Easy Coconut Ladoo / Coconut Sugar Balls / Nariyal Ladoo
Scrape the coconut with the help of coconut grater. The freshly grated coconut has its own rich taste and flavor, which you won't find in the canned or packed one, sometimes enhanced by the artificial sweetener too.
Boil the milk in a heavy bottom pan and add the grated coconut slowly in to the pan .
When the coconut absorbs much of the milk, add the sugar and cardamoms. The amount of sugar needed also depends upon the sweetness of the coconut, so always check the coconut, before adding the sugar.

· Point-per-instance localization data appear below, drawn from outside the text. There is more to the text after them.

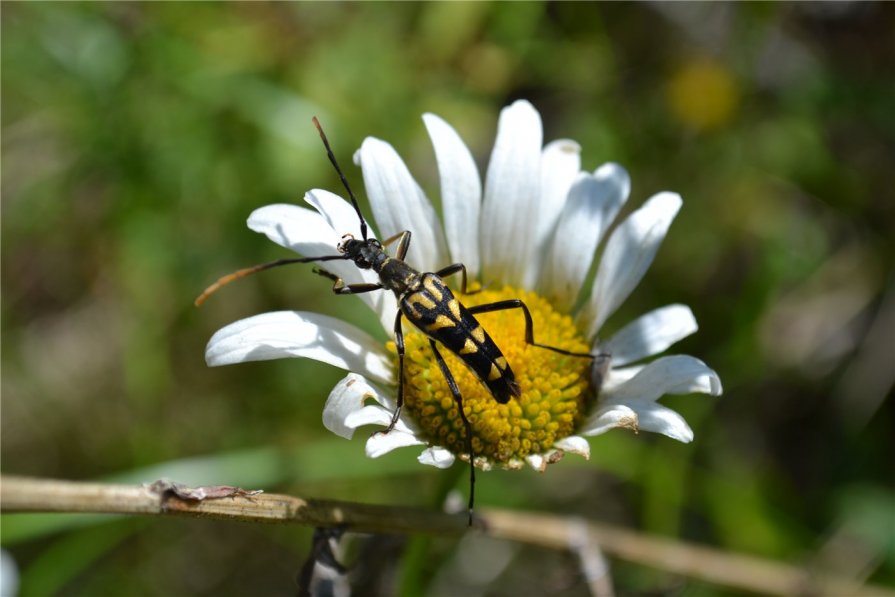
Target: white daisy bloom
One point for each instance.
(531, 232)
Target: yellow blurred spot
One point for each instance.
(702, 95)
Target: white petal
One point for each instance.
(512, 189)
(537, 462)
(349, 396)
(594, 201)
(338, 213)
(608, 417)
(651, 334)
(437, 456)
(377, 415)
(574, 444)
(310, 234)
(342, 218)
(297, 228)
(617, 377)
(560, 164)
(659, 419)
(461, 193)
(382, 443)
(283, 334)
(399, 204)
(680, 374)
(629, 253)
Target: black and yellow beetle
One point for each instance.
(426, 302)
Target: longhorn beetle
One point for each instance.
(426, 302)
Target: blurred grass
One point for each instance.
(138, 137)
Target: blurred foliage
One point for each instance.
(138, 137)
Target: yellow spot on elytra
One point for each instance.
(433, 288)
(469, 347)
(494, 373)
(422, 300)
(454, 306)
(442, 321)
(479, 334)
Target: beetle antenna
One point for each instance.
(332, 158)
(248, 271)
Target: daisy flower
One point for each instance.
(531, 232)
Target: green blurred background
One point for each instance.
(138, 137)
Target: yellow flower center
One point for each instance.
(554, 386)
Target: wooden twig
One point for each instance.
(20, 494)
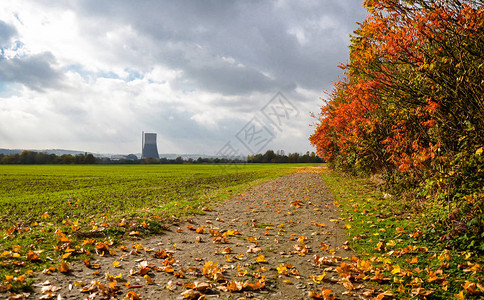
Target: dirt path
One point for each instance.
(270, 242)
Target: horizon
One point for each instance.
(94, 75)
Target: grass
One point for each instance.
(395, 240)
(47, 212)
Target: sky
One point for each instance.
(209, 77)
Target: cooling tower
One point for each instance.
(149, 146)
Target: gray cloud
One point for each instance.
(7, 32)
(194, 71)
(36, 71)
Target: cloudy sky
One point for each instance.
(207, 76)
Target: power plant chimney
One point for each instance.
(149, 149)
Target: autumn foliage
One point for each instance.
(411, 107)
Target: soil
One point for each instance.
(269, 236)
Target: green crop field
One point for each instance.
(43, 206)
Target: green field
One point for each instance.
(118, 191)
(43, 207)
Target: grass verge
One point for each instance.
(397, 254)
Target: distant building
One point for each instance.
(149, 150)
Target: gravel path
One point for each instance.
(273, 241)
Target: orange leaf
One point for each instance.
(64, 268)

Stir on a low heat, till they starts collecting and forms a lump. This process alone will take around 30 minutes on low medium flame and need constant monitoring and stirring in between.
The coconut will be ready to form laddos when a small amount of coconut hold tightly in between your fingers can hold shape. If it is not ready, then continue the process few more minutes.
Cool slightly, say for 5-10 minutes and then starts making the ladoos or balls.
Store it in an air tight container and use as required.
1) I recommend only freshly grated coconut for this recipe. Desiccated coconuts or dry coconuts will not give rich and moist taste. Use of milk is essential as it makes ladoos soft, moist and rich in taste.
2) Using edible camphor is optional. But these coconut laddos in my home, the way my mom and grandma used to prepare always have that distinct and unmistakable flavour of edible camphor.
3) Instead of sugar you can use condensed milk for more richer taste.